The most celebrated peer reviewed case is the disappearance of the golden toads, Bufo periglenes. Each year Dr. Alan Pounds and others search for the distinctive orange amphibian (see photos) in its restricted habitat along a narrow, fog-bound ridge. About 1500 toads were sighted in 1987. But now the breeding pools remain empty -- the toad has not been seen since 1991 and is feared extinct.
The golden toad and other amphibians and lizards studied by Dr. Pounds are in decline apparently due to regional temperature increases lifting the level of clouds, effectively drying out the cloud forest moisture on which they depend. This species, Antelopus varius, once common throughout Costa Rica, was not found at all in a recent survey, according to Dr. Pounds. Some of this change may be due to deforestation in lowland Costa Rica, and a group of scientists at Monteverde is planning more study. At the same time, research by Dr. Nalini Nadkarni shows drying will drastically change the composition of the diverse epiphyte community that inhabits the cloud forest canopy.
Dryer conditions in the cloud forest concern Dr. Karen Masters, who studies tiny Pleurothallic canopy orchids. Lengthening dry periods could drive some into extinction. "We are now seeing 2, 3 even 5 days in a row without moisture." she reports. "This is very challenging to these orchids." Also, recent repeat surveys of bats by Dr. Richard LaVal, and of birds by Debra DeRosier (repeating a 1979 survey by Dr. George Powell) shows lowland, dry habitat species are already moving higher into former cloud forest areas.
Other big changes are being monitored in the tropics, too. Sixteen years of data on tree growth, tropical air temperatures and CO2 readings indicate that a warming climate may cause the tropical forests to give off more carbon dioxide than they take up. This would upset the common belief that tropical forests are always a sink for carbon, taking huge amounts out of the atmosphere.
The study, by Deborah and David Clark of the La Selva biological station in Costa Rica, and Charles Keeling and Stephen Piper of the Scripps Institution, reports that rainforest trees grow much more slowly in warmer nighttime temperatures, which is a hallmark of climate change in the tropics.

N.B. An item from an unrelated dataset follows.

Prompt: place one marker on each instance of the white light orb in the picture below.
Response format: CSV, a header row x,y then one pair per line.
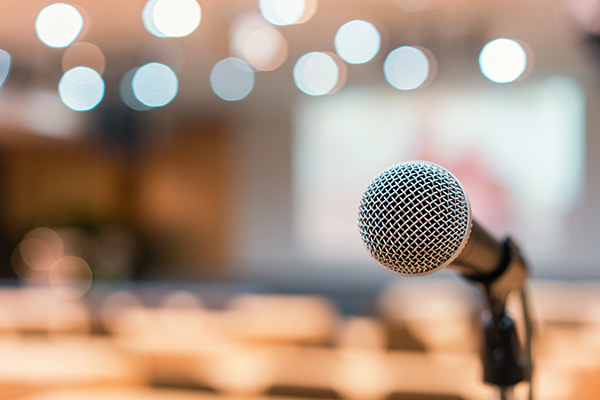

In other parts of the tropics, even in places that have been undisturbed for more than 4500 years, the rise in atmospheric CO2 appears to be changing the composition of the forest. In a paper in the 11 March 2004 issue of Nature, William Laurance and colleagues document that many tree genera in Amazonia are growing faster than they were in the 1980s.
Other tree types are declining in vitality. The study of 13,700 trees in 18 very isolated plots in Brazil concluded that increased carbon dioxide is the most plausible explanation for the abrupt shifts in species growth. This "could also have serious ecological repercussions for the diverse Amazonian biota" wrote the scientists.